559. Section, 7 of Rule 44 provides:
Effect of appeal. — The appeal shall stay the award, order or
decision appealed from unless the Supreme Court shall direct
otherwise upon such terms as it may deem just.
On the other hand, section 14 of Commonwealth Act No. 103, as
amended by Commonwealth Act No. 559, provides that the appeal
shall not stay the execution of the award, order or decision appealed
from, unless the industrial court otherwise provides. The new Rules of
Court were approved in December, 1939, and made effective on July
1, 1940. Commonwealth Act No. 559 was approved and made
effective on June 7, 1940, or six months after the Rules of Court were
approved and twenty-three days before said rules were made
effective. When two Acts are inconsistent, that which has been made
effective in an earlier date. (Goodwin v. Buckley, 54 Cal. 295; San Luis
Obispo County v. Felts, 104 Cal. 66, 37 Pac. 780; Mariposa County v.
Madera County, 142 Cal. 55, 75 Pac. 572; Re K Sohncke, 82 Pac.
956, 2 L. R. A. [NS] 813).
Statutes speak from the time they take effect, and from that time they
have posteriority. If passed to take effect at a future day, they are to be
construed, as a general rule, as if passed on that day and ordered to
take immediate effect. But, as between two acts, it has been held that
one passed later and going into effect earlier will prevail over one
passed earlier and going into effect later. Thus an act passed April
16th and in force April 21st was held to prevail over an act passed
April 9th and in effect July 4th of the same year. And an act going into
effect immediately has been held to prevail over an act passed before
but going into effect later." (1 Sutherland, Statutory Construction, pp.
541-542.)
The question is one purely of legislative intent. The Supreme Court,
upon approving the Rules of Court in December, 1939, could not have
possibly intended to amend the procedural provisions contained in
Commonwealth Act No. 559, which was not yet then in existence, for it
was approved six months later, that is, on June 7, 1940.

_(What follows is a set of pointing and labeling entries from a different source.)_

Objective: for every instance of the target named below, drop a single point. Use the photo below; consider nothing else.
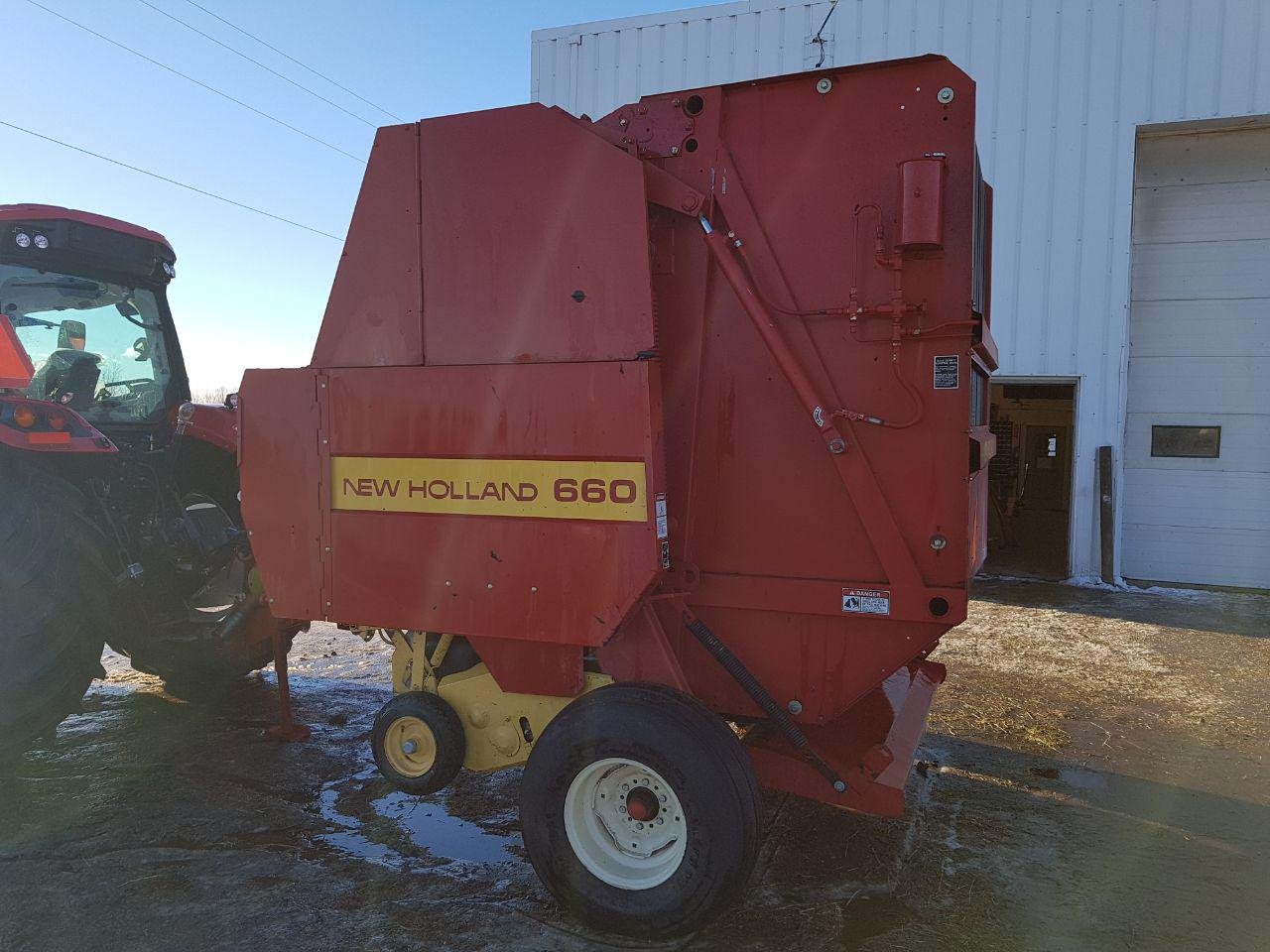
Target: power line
(171, 181)
(298, 62)
(821, 40)
(197, 82)
(267, 68)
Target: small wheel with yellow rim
(418, 743)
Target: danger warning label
(948, 372)
(865, 602)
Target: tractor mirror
(16, 368)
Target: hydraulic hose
(758, 694)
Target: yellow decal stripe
(543, 489)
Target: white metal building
(1128, 143)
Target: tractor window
(96, 347)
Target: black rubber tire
(710, 772)
(202, 661)
(55, 599)
(447, 730)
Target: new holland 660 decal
(543, 489)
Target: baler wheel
(640, 810)
(418, 743)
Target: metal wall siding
(1062, 89)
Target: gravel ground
(1093, 777)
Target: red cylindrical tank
(921, 203)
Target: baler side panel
(412, 548)
(281, 484)
(373, 316)
(535, 243)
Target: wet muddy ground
(1095, 777)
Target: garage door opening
(1030, 480)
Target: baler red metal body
(720, 354)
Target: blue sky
(249, 291)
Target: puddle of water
(1080, 778)
(426, 820)
(1072, 775)
(432, 828)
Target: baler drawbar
(657, 447)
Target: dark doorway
(1030, 479)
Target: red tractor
(118, 498)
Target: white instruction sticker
(865, 602)
(948, 372)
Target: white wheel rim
(625, 824)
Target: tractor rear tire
(55, 592)
(640, 811)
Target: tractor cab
(85, 299)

Commonwealth Act No. 559 containing provisions which are
repugnant to the Rules of Court, may be presumed to have intended a
repeal to the extent of the repugnance. Leges posteriores priores
contrarias abrogant.
Order is affirmed, with costs against petitioner.
Imperial, Diaz and Horilleno, JJ., concur.

Separate Opinions
LAUREL, J., concurring:
I concur in the result.
I agree that the rule should be that contained in Commonwealth Act
No. 559; but I do not accept the reasoning of the majority.